[governance] new gTLDs

Milton L Mueller mueller at syr.edu
Sun Aug 19 00:32:41 EDT 2012



From: parminder [mailto:parminder at itforchange.net]

Neither, the rhetoric of attacking positions that make you feel good, which positions you know I never hold; like, your claim that I am on the side of 'people who want to control and regulate the use of common word in order to ensure that they are used "properly" or "fairly""

When, if I am saying anything at all, I am saying that common words should be allowed to be freely used by all, and not inappropriately pushed into  private domains, which is a form of 'control' over the use of those 'common words'.

[Milton L Mueller] Nice rhetoric, but you are really ducking the argument. I honestly think you don’t understand the issue here, so let me try to explain more carefully. A TLD string must be unique. Therefore it can only be assigned to one entity. That entity, the registrant of, let’s say, .WORD, decides what policies and practices determine what domains are registered under .WORD.

Tell me how you translate the idea that “common words (as domain names) should be allowed to be freely used by all” into a specific policy without violating the uniqueness and exclusivity constraint?

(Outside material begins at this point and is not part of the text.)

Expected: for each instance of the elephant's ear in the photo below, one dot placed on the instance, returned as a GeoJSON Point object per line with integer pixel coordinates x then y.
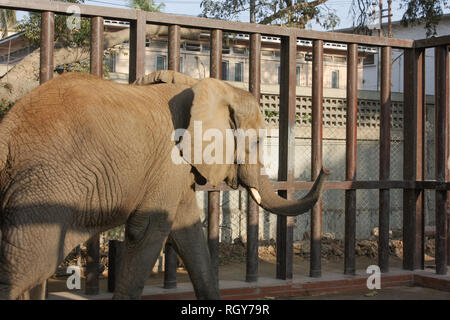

“Internet governance” is a generic term, and yet, <horrors> we at IGP have registered it under .org. And no, it cannot be freely used by all. It’s ours. It is a domain administered by IGP, just as ‘IT’ and ‘change’ are common words that your organization administers as its private domain. Our registration of that generic term Internet governance has not stopped dozens of other organizations having a significant profile in the area – Diplo, IGC, etc.

The only way to implement what you seem to be calling for is to set up a “word authority” that a) defines which words will be generic or common enough to be denied registration by any private actor; b) imposes on these generic terms a specific set of policies regarding how registrations are made. And that is what I mean when I say – with complete sincerity – that you will end up advocating the control and regulation of these common words.

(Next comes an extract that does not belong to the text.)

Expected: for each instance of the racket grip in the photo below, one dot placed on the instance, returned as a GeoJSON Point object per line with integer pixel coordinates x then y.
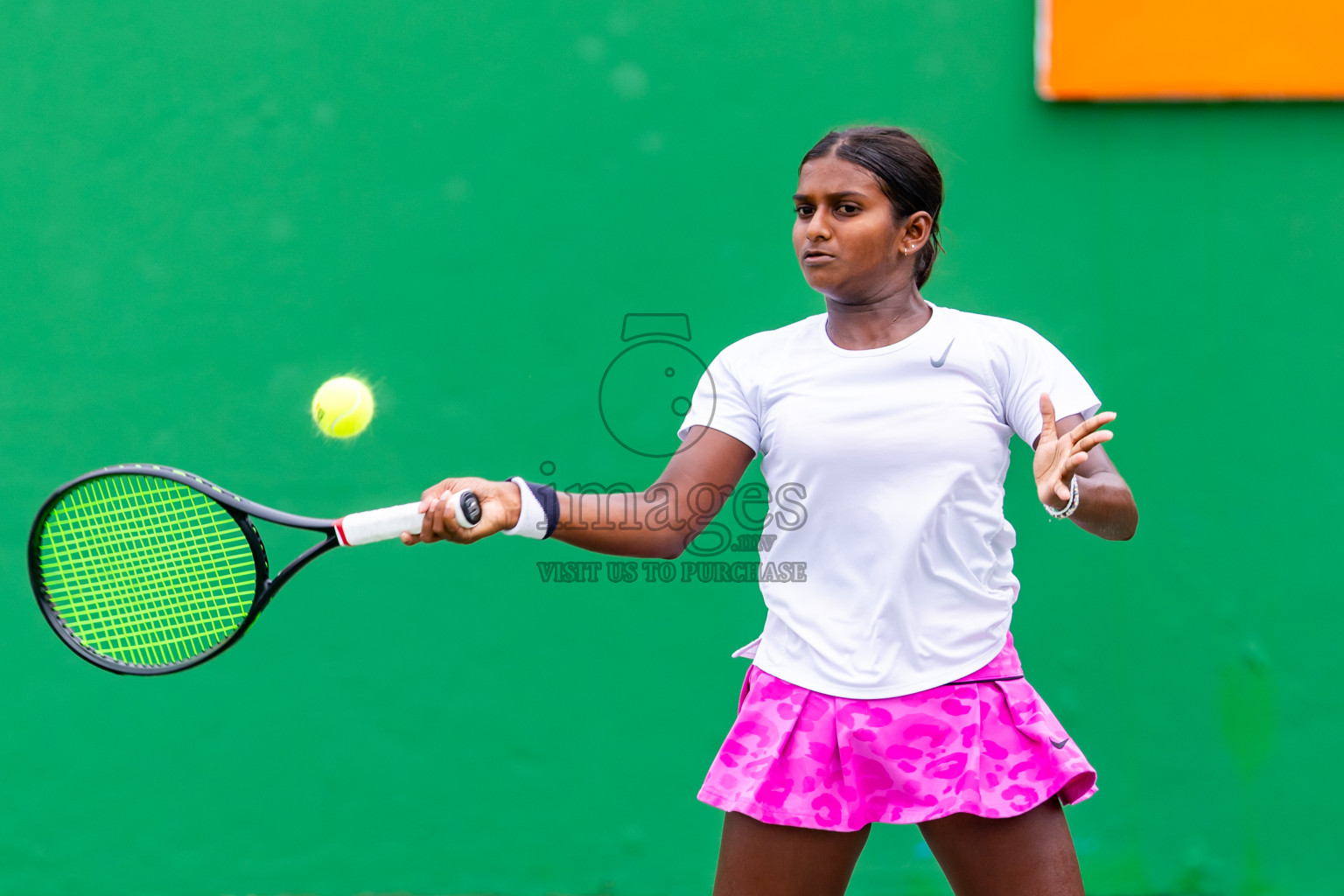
{"type": "Point", "coordinates": [388, 522]}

Suppose your Word Authority dictates that .BOOK must follow the same open registration policy as now exists in .COM. Would that be “freely used by all?” No, even then, “open to all” will simply mean that second level domains will be registered on a first-come, first-served basis..COM and .ORG are open to any registrant, but that simply means that if I register BOOK.COM or BOOK.ORG, I get to have this common word all to myself at the second level. So to get what you seem to want, you would have to impose an even more stringent collective governance regime on how names are allocated and assigned within .BOOK.

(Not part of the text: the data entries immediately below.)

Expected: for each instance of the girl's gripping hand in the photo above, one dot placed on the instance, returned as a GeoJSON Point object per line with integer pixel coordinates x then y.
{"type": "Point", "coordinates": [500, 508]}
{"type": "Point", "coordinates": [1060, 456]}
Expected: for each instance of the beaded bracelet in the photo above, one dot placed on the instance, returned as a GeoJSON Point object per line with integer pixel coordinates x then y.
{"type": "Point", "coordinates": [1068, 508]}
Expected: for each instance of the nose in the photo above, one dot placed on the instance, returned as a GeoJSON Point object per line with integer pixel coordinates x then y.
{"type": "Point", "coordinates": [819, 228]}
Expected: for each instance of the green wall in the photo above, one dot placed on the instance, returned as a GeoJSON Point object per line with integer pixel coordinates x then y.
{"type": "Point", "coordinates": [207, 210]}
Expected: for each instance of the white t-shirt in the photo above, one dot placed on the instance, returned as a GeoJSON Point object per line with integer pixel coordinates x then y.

If that is not correct please explain, in specific, implementable terms, how you would do it differently.

Even more ludicrous is your claim that "It is only a matter of time before you join the trademark lobby in their never ending quest   to ensure that politically approved true rights holders are allowed to use specific words in specific ways "

[Milton L Mueller] OK, I admit it, you will never “join the trademark lobby”, but only because you would never be caught dead with those corporate, commercial types. My point however, is that your argument takes the exact same form and leads to the same kinds of policies: some central authority has to control who registers every name.